The Unholy Society (Nintendo Switch)


Reviewer: Julia Oh


Developer: CAT-astrophe Games

Publisher: CAT-astrophe Games

Category: Adventure, Puzzle

Release Date: 2.25.2020

Price: $9.99



Unholy Tedium

The Unholy Society is a side-scroller with light adventure elements (emphasis on “light”). The game puts you in the shoes of snarky, bad boy exorcist priest Bonaventura “BonBon” Horowitz, who finds himself back in his hometown of Silent Virginia to officiate his estranged sister’s wedding. The Unholy Society serves as a homage to, in the developer’s own words, “'80s and '90s movies [and] comic books,” and although the art style definitely accomplishes this, the referential humor seems more pan generational than Millennial.


The adventure aspect of the game includes side scrolling (either walking or sprinting via skateboarding), climbing a few ladders, and uncomplicated fetch quests. You interact with townspeople and have dialogue choices – most snarky and invariably wordy – that don’t actually affect the course or outcome of the narrative. The puzzle element comes into play during combat, during which you move a magnifying glass around the battle screen to reveal and string together symbols to unleash as many attacks as you can before the timer runs out, at which point your opponent attacks and the timer is reset. You unlock a total of five attacks and enter the battle screen with an arsenal of three.


The QTE is quite frustrating -- think of it as a maddening Where’s Waldo? It sounds simple, however, the location and selection of symbols that appear are randomized, and it took me longer than I like to admit to realize that the symbols you need don’t always spawn. In fact, oftentimes I’d get symbols that weren’t relevant to any of my chosen spells. For example, there were many instances where I wanted to string together a “heavy attack,” which needs three “energy” symbols. However, oftentimes when I was searching for the last one, I’d discover too late that there were only two available on-screen, resulting in a wasted round. Although you technically can rerandomize the symbols by creating a nonsense spell, it’s still frustrating and wastes time.
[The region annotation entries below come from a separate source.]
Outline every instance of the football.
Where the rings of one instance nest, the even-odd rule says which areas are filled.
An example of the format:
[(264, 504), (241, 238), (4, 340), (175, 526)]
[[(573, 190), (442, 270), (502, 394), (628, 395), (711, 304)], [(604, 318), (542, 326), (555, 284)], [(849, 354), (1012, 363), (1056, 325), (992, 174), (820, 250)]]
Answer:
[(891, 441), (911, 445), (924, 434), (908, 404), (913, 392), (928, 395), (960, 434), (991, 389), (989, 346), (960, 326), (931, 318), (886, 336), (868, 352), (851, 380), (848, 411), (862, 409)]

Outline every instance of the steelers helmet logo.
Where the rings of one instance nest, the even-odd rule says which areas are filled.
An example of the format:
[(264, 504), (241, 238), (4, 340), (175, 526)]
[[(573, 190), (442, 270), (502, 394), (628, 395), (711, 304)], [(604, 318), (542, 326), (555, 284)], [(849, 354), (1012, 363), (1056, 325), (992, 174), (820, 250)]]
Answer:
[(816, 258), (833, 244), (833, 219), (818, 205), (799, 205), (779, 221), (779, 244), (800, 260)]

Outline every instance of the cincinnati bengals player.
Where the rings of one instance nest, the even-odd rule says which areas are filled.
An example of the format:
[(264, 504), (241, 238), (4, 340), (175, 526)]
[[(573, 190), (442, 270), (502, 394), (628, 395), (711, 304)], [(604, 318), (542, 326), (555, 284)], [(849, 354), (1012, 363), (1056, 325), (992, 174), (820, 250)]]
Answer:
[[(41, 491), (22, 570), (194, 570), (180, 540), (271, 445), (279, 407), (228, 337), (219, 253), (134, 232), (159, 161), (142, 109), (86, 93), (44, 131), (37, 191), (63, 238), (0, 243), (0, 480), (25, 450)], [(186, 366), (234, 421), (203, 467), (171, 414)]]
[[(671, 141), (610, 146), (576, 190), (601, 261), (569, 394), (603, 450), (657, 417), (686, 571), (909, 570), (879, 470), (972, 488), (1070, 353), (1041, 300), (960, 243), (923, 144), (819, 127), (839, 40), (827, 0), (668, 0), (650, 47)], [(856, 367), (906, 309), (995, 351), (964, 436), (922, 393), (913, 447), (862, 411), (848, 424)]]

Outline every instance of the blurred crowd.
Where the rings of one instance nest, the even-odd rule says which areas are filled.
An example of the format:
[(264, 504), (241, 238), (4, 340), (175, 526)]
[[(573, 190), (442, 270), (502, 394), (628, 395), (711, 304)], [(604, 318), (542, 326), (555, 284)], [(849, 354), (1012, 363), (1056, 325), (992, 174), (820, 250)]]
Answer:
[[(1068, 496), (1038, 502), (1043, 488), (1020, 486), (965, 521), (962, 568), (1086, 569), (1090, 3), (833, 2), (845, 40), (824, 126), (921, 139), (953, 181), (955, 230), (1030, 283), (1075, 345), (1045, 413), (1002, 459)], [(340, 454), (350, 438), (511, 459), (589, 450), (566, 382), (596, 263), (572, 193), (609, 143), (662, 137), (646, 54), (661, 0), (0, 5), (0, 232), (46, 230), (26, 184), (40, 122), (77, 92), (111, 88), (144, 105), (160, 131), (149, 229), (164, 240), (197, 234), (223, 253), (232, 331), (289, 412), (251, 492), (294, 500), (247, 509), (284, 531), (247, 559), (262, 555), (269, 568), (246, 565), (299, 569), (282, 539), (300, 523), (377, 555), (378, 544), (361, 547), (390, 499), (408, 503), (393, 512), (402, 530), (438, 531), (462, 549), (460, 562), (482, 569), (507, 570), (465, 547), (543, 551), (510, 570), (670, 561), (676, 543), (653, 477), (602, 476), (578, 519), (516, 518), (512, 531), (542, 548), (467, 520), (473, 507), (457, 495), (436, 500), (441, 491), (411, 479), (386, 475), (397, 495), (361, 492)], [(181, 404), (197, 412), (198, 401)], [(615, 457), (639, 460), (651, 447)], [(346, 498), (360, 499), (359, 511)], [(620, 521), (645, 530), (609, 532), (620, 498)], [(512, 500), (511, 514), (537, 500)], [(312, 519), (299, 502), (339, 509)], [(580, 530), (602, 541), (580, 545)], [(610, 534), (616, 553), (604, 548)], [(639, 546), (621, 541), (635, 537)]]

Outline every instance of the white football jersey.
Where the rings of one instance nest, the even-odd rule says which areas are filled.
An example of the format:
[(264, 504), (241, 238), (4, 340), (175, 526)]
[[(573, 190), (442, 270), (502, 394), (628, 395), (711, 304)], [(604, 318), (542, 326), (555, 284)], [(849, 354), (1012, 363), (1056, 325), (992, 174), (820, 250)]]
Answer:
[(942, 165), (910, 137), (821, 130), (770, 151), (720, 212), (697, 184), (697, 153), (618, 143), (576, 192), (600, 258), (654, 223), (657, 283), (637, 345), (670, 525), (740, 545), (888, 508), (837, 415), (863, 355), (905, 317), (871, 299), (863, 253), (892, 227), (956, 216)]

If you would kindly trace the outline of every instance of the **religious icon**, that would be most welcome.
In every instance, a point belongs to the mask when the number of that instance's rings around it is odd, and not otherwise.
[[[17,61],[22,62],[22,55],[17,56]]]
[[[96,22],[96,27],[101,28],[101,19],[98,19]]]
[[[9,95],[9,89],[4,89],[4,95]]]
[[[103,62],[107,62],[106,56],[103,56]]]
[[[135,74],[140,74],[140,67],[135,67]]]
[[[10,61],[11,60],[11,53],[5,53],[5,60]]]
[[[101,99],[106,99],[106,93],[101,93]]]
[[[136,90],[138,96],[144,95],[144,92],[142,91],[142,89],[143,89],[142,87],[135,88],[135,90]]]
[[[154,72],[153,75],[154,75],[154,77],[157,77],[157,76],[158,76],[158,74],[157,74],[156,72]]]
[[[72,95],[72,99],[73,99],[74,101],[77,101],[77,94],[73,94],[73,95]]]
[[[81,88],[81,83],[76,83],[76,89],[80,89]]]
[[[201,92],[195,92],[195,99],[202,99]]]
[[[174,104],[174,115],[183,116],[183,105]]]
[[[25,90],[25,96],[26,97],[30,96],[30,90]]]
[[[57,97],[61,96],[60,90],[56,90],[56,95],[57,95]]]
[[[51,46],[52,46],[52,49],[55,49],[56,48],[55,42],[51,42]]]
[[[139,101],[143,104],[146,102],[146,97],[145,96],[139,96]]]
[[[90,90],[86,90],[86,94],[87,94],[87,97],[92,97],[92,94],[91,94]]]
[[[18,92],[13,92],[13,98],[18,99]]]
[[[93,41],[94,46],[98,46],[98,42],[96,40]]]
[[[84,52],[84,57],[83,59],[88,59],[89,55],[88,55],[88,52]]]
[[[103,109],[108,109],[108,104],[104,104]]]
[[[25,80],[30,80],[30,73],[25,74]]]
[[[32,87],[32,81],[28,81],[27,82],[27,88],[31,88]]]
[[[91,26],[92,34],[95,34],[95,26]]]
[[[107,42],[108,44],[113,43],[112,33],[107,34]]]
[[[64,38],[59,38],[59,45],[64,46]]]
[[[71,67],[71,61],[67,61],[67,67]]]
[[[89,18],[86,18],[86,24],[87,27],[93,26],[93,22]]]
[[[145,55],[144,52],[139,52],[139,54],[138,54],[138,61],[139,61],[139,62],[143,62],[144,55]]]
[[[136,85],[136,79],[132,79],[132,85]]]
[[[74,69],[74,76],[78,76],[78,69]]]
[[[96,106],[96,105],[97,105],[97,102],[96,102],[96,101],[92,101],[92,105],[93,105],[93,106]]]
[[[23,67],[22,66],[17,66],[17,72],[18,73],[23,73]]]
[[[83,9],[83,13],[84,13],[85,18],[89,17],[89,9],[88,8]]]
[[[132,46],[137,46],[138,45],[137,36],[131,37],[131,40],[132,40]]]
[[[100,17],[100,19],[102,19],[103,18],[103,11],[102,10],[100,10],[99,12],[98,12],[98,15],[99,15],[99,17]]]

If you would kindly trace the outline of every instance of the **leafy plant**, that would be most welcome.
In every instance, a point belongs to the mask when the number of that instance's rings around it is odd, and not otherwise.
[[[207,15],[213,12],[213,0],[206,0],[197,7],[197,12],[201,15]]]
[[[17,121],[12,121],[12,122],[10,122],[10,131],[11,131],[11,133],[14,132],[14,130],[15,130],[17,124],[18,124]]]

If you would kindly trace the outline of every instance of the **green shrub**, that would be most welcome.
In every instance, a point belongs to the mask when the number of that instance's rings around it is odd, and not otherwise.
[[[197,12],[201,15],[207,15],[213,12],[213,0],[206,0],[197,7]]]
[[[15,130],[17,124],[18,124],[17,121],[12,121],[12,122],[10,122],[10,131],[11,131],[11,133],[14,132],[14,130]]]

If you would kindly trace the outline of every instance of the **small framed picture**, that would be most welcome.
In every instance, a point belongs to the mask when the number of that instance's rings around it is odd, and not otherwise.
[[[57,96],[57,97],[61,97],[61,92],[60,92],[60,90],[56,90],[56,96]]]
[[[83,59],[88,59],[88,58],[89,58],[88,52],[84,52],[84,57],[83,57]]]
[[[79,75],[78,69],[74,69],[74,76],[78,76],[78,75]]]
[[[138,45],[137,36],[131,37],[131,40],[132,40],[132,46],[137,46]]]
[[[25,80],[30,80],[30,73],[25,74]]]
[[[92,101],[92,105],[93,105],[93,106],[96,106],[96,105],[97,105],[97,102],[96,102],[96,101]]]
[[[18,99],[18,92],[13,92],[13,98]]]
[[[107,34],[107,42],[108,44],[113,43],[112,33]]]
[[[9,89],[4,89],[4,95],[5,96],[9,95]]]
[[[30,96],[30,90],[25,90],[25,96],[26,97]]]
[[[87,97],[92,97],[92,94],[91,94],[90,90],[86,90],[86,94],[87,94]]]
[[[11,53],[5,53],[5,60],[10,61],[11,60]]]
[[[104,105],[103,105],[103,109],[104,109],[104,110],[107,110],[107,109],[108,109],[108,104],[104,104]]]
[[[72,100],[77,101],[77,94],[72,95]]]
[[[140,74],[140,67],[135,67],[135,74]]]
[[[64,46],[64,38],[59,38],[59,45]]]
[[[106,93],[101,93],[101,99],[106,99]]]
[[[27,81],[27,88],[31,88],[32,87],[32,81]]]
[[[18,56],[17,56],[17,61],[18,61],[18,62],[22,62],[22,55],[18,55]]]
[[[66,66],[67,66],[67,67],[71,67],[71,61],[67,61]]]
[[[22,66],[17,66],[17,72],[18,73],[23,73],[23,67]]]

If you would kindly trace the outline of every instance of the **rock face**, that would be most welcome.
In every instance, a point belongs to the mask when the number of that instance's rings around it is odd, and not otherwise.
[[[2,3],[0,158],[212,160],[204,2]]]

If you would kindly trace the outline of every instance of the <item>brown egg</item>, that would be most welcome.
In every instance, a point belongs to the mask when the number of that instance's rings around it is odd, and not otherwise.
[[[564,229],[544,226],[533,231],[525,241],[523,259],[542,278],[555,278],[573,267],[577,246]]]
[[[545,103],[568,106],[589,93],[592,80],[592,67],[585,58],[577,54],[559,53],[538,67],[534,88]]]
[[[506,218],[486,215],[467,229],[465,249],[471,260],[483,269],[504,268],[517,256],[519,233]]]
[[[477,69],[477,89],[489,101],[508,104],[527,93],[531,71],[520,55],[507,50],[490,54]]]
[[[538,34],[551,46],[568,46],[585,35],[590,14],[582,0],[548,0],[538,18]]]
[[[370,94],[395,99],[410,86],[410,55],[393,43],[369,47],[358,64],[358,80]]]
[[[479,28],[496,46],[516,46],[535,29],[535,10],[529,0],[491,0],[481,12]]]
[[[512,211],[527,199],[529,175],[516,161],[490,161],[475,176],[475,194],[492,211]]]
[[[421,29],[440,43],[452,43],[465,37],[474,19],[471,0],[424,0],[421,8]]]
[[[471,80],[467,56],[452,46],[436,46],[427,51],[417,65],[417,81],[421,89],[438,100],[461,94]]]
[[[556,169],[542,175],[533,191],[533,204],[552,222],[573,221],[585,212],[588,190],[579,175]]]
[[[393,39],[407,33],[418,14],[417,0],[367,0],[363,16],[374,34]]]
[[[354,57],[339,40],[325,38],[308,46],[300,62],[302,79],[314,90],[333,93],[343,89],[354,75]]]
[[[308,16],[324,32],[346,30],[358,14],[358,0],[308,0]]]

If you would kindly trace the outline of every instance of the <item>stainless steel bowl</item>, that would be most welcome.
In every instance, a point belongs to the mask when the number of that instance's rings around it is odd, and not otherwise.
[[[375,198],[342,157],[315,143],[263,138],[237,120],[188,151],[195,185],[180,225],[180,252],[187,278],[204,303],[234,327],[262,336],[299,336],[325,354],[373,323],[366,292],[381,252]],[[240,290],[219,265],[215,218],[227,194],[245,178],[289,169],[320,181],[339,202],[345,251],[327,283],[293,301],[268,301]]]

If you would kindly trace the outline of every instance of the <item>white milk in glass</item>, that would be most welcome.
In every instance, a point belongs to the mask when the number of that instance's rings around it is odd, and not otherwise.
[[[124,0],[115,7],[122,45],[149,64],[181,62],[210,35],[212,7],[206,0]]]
In the end, I relied heavily on a weak spell since it was the only ritual that used easily detectable pentagram symbols. However, this didn’t make combat less frustrating -- if anything, it just made things more tedious. You also unlock the ability to heal, cure, shield, and “rage” (briefly augment your attack power), but the effectiveness of these tools were lost on me. They ended up being more distractive than useful as I was more preoccupied with finding and matching symbols while also keeping an eye on the timer and my health.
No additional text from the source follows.